Não apenas fazê-la crescer.

Mas impedir que o crescimento retire sua capacidade de continuar se transformando.

A empresa cresce quando o fundador continua crescendo

No final, a reflexão de Edson José Bandeira Braga Filho volta para quem lidera.

Uma empresa dificilmente permanece completamente separada das crenças e limitações de seus líderes.

Por isso, revisar a organização também pode exigir revisar a si mesmo.

Que certezas se tornaram rígidas?

Que padrões são repetidos?

Que identidade está sendo protegida?

Que parte da empresa existe porque ainda faz sentido e qual permanece apenas porque mudar parece desconfortável?

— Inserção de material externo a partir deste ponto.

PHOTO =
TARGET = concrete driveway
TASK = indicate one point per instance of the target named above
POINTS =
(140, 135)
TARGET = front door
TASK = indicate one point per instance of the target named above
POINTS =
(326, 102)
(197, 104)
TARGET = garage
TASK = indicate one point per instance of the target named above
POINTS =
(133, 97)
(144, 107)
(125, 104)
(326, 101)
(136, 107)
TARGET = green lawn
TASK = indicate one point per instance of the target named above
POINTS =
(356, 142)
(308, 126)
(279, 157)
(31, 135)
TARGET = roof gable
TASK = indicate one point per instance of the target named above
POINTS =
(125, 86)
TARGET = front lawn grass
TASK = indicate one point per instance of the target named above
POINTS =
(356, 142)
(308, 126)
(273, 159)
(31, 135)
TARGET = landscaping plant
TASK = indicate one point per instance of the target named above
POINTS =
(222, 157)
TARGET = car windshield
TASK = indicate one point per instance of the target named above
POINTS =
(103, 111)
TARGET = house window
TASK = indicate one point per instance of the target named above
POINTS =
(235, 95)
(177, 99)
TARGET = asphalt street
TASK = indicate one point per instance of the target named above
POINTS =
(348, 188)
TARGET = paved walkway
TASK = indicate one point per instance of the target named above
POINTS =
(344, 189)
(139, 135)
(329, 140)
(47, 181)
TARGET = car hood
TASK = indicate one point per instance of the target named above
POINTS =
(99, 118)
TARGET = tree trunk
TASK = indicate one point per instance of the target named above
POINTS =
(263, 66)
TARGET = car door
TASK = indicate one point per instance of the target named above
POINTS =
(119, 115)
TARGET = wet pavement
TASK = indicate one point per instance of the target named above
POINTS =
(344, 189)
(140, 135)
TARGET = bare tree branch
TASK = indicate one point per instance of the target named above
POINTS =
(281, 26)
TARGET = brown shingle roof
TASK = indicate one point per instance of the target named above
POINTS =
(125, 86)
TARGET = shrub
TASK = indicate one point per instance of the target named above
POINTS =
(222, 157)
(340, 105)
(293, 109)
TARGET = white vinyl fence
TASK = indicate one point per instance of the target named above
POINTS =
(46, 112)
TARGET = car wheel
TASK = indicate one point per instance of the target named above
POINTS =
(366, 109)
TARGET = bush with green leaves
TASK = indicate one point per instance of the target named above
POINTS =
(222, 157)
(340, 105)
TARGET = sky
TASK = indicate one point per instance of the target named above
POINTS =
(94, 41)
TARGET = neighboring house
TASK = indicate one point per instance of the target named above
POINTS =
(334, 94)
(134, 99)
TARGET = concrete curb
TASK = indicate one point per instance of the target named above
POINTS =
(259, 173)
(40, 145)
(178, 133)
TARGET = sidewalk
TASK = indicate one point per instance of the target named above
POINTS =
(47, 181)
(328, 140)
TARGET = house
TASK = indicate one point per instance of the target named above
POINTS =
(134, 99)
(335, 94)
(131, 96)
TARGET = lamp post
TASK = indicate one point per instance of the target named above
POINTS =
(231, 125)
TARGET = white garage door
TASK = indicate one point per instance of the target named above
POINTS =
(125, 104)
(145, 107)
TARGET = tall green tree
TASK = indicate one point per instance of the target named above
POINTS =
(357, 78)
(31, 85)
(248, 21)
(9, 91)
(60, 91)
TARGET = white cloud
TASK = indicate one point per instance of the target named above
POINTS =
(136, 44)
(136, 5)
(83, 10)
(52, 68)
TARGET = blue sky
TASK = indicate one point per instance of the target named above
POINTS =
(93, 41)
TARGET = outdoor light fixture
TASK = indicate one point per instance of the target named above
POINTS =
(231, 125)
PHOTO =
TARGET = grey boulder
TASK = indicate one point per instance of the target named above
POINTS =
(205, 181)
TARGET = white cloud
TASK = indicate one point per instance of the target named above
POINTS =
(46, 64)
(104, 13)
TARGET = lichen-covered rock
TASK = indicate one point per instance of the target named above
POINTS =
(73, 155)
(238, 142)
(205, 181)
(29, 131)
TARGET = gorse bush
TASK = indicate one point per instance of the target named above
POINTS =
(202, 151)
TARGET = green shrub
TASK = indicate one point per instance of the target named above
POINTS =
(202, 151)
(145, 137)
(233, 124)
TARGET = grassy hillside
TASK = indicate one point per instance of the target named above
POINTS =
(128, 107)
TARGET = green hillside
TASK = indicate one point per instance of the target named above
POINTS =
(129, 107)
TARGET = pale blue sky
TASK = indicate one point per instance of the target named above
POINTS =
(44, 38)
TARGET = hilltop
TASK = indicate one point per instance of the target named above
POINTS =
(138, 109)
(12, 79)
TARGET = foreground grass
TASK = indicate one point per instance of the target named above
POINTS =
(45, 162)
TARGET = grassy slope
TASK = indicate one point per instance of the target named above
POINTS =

Talvez o maior risco não seja aquilo que construímos dar errado.

Pode ser aquilo que construímos dar tão certo que deixemos de questioná-lo.

Nesse momento, a obra deixa de ser ferramenta e começa a moldar silenciosamente seu criador.

Para Edson Braga, maturidade está em impedir essa inversão.

Continuar construindo sem ser aprisionado pela construção.

Criar estruturas sem adorá-las.

Preservar história sem se tornar refém dela.

E lembrar, continuamente, que uma empresa deveria ser expressão de um propósito — não substituta dele.

Porque aquilo que construímos inevitavelmente nos transforma.

A verdadeira responsabilidade está em garantir que essa transformação também nos torne mais conscientes, mais livres e mais inteiros.